Her sparse eyebrows rise. “Twelve days ago? And it arrived today?”

“Yes. Maybe Celia didn’t even realize she was in danger.”

“Perhaps not.” Callaway looks away uneasily.

“What is it?” I ask.

Sudden color flushes her ashy cheeks. “Nothing.”

“You looked as if you were about to say something,” I probe.

“No.”

“What is it?” Edwina insists.

Callaway draws a deep breath and then exhales forcefully, shoulders plunging. “You should probably know.”

“Know what?” My mind races.

“Information might emerge from this case that will shock or disturb you.”

“What kind of information?” I ask.

Callaway’s hazel eyes dart furtively from me to Edwina and back again. “Cecelia Frost may not have been as saintly as she appeared.”
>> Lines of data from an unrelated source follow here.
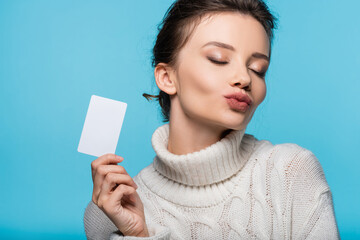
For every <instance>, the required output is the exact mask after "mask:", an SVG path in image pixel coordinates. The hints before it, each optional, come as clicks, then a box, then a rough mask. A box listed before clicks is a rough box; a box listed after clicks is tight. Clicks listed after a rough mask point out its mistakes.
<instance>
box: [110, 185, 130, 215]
mask: <svg viewBox="0 0 360 240" xmlns="http://www.w3.org/2000/svg"><path fill="white" fill-rule="evenodd" d="M134 193H136V190H135V188H133V187H131V186H128V185H124V184H121V185H119V186H118V187H117V188H116V189H115V190H114V192H112V193H111V194H110V195H109V198H108V204H109V205H110V206H111V207H112V208H114V209H115V207H116V206H118V205H119V201H121V200H122V199H123V197H124V196H129V199H130V200H131V201H132V202H133V203H135V201H136V198H135V196H133V194H134Z"/></svg>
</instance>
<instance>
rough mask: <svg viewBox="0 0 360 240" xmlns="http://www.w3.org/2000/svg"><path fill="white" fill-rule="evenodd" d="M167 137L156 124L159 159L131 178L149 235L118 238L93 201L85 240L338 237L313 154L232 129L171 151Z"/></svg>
mask: <svg viewBox="0 0 360 240" xmlns="http://www.w3.org/2000/svg"><path fill="white" fill-rule="evenodd" d="M168 136H169V124H165V125H163V126H160V127H159V128H158V129H156V131H155V132H154V134H153V136H152V145H153V148H154V150H155V152H156V155H157V156H156V157H155V158H154V161H153V162H152V163H151V164H150V165H149V166H147V167H146V168H144V169H142V170H141V171H140V172H139V174H138V175H136V176H135V177H134V181H135V182H136V184H137V185H138V186H139V188H138V189H137V192H138V194H139V196H140V198H141V200H142V202H143V204H144V208H145V218H146V223H147V226H148V229H149V233H150V237H147V238H140V237H131V236H122V234H121V232H119V231H117V228H116V227H115V225H114V224H113V223H112V222H111V221H110V219H109V218H108V217H107V216H106V215H105V214H104V213H103V212H102V211H101V210H100V209H99V208H98V207H97V206H96V205H95V204H94V203H93V202H92V201H90V203H89V205H88V206H87V208H86V210H85V214H84V225H85V232H86V236H87V238H88V239H112V240H115V239H116V240H117V239H217V240H220V239H317V240H319V239H326V240H331V239H340V236H339V232H338V227H337V223H336V219H335V214H334V207H333V200H332V193H331V191H330V188H329V185H328V183H327V181H326V179H325V175H324V172H323V169H322V167H321V165H320V163H319V161H318V160H317V158H316V157H315V156H314V154H313V153H312V152H311V151H309V150H307V149H304V148H302V147H300V146H298V145H296V144H290V143H286V144H278V145H273V144H271V143H270V142H269V141H266V140H261V141H259V140H257V139H256V138H255V137H254V136H252V135H249V134H245V130H237V131H232V132H230V133H229V134H228V135H227V136H226V137H225V138H223V139H221V140H220V141H218V142H216V143H214V144H212V145H211V146H209V147H207V148H205V149H202V150H200V151H198V152H193V153H189V154H186V155H174V154H172V153H170V152H169V151H168V150H167V142H168Z"/></svg>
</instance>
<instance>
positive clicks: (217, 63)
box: [208, 58, 228, 65]
mask: <svg viewBox="0 0 360 240" xmlns="http://www.w3.org/2000/svg"><path fill="white" fill-rule="evenodd" d="M208 59H209V60H210V61H211V62H213V63H215V64H218V65H225V64H227V63H228V62H222V61H217V60H215V59H212V58H208Z"/></svg>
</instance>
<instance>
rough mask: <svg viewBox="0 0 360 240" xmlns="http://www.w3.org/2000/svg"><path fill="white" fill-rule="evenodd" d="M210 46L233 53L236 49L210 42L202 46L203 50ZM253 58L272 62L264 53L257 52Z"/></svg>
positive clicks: (231, 47)
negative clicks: (224, 49)
mask: <svg viewBox="0 0 360 240" xmlns="http://www.w3.org/2000/svg"><path fill="white" fill-rule="evenodd" d="M208 45H214V46H217V47H221V48H225V49H229V50H231V51H235V48H234V47H233V46H231V45H229V44H226V43H223V42H217V41H211V42H208V43H206V44H204V45H203V46H202V48H203V47H205V46H208ZM251 56H252V57H254V58H261V59H265V60H266V61H268V62H270V60H269V57H268V56H266V55H265V54H263V53H259V52H255V53H253V54H252V55H251Z"/></svg>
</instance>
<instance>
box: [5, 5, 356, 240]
mask: <svg viewBox="0 0 360 240" xmlns="http://www.w3.org/2000/svg"><path fill="white" fill-rule="evenodd" d="M268 2H269V7H270V9H272V10H273V11H274V12H275V14H276V16H278V17H279V26H278V30H276V31H275V41H274V46H273V55H272V62H271V64H270V69H269V74H268V75H267V79H266V81H267V84H268V85H267V86H268V94H267V97H266V100H265V101H264V103H263V104H262V105H261V106H260V107H259V108H258V110H257V112H256V114H255V115H254V118H253V120H252V122H251V123H250V124H249V126H248V128H247V132H248V133H251V134H253V135H255V136H256V137H257V138H258V139H268V140H270V141H271V142H273V143H285V142H292V143H297V144H299V145H300V146H302V147H305V148H307V149H309V150H311V151H312V152H314V153H315V155H316V156H317V157H318V159H319V161H320V162H321V165H322V166H323V169H324V172H325V175H326V179H327V181H328V183H329V185H330V188H331V190H332V192H333V198H334V206H335V214H336V219H337V221H338V225H339V229H340V233H341V236H342V238H343V239H355V238H360V227H359V226H360V221H359V219H360V205H359V203H360V190H359V189H360V188H359V187H360V186H359V185H360V181H359V174H358V172H359V169H360V162H359V160H360V159H359V157H358V156H359V152H358V151H359V147H360V141H359V135H360V124H359V123H360V113H359V112H360V111H359V110H360V109H359V103H360V97H359V90H360V78H359V72H358V71H359V67H360V44H359V43H360V28H359V24H360V15H359V14H358V9H359V8H360V2H359V1H357V0H347V1H340V0H337V1H336V0H317V1H313V0H302V1H289V0H287V1H281V0H274V1H268ZM171 3H172V1H170V0H166V1H165V0H152V1H145V0H143V1H80V0H77V1H69V0H62V1H45V0H33V1H25V0H11V1H10V0H7V1H6V0H5V1H4V0H2V1H0V113H1V115H0V116H1V117H0V153H1V155H0V159H1V168H0V169H1V170H0V194H1V196H0V239H23V238H24V239H25V238H26V239H85V238H86V237H85V233H84V228H83V222H82V221H83V213H84V210H85V207H86V205H87V204H88V202H89V201H90V200H91V194H92V180H91V171H90V170H91V169H90V163H91V161H93V160H94V159H95V158H94V157H91V156H88V155H85V154H81V153H78V152H77V145H78V142H79V139H80V134H81V131H82V127H83V123H84V120H85V116H86V112H87V108H88V104H89V101H90V97H91V95H92V94H95V95H99V96H103V97H107V98H111V99H116V100H119V101H123V102H126V103H127V104H128V108H127V113H126V116H125V120H124V123H123V128H122V131H121V134H120V139H119V143H118V147H117V151H116V153H117V154H118V155H121V156H123V157H124V158H125V160H124V162H123V163H122V165H123V166H124V167H125V168H126V169H127V171H128V172H129V174H130V175H131V176H135V175H136V174H137V173H138V172H139V171H140V170H141V169H142V168H144V167H145V166H147V165H149V164H150V163H151V161H152V158H153V157H154V155H155V153H154V151H153V149H152V147H151V136H152V133H153V131H154V130H155V129H156V128H157V127H158V126H160V125H162V124H163V123H162V118H161V114H160V109H159V107H158V106H157V102H155V101H154V102H152V103H149V102H147V101H146V99H145V98H144V97H142V93H144V92H146V93H150V94H157V87H156V85H155V83H154V78H153V69H152V67H151V48H152V46H153V43H154V41H155V36H156V33H157V30H156V26H157V24H158V23H159V22H160V20H161V19H162V17H163V14H164V13H165V11H166V10H167V8H168V7H169V6H170V4H171ZM139 149H141V150H140V151H139Z"/></svg>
“What are you implying?” Edwina steps in front of Callaway and folds her arms across her chest, rising to her full, imposing height.

“We have uncovered evidence that Celia engaged with the criminal element,” Callaway explains. “The Russian Mafia, to be precise—ringleaders of the international sex trade.”

“Of course she engaged with them.” Edwina moves to within inches of Callaway’s face. “That was how she got women and girls who’d been trafficked into Britain off the streets. But Celia always acted legally.”

“Well, she does have a criminal record,” Callaway offers, standing her ground.

“Only very minor offenses,” Edwina counters quickly.

“Wait a minute—Celia has a criminal record?” This is news to me.

“Oh, didn’t you know?” Callaway’s glance at me over Edwina’s shoulder contains a smirk of superiority.

“No, I didn’t,” I admit.

“Oh yes. As I recall, she was charged with aggravated trespass, breaking and entering, criminal damage, and breach of the peace.” Callaway lists the charges as a succession of sharpened daggers. “And they may only be minor offenses, as you say, Miss Adebayo,” Callaway pauses dramatically, “but taken as a whole they paint a rather compelling portrait of someone who plays fast and loose with the law.”

“You’re not being fair, DC Callaway,” Edwina argues. “Celia may have faced serious charges, but the convictions were on counts far less serious, which you know as well as I.”

I cannot believe what I am hearing. “Wait a minute—let’s backtrack a bit here. DC Callaway, are you suggesting that Celia’s disappearance is related to her work at the relief center?”

Callaway sighs. “I’m afraid that’s a possibility.”

“Yes, but what evidence do you have?” Edwina’s voice deepens with alarm. “Other than innuendo and character assassination?”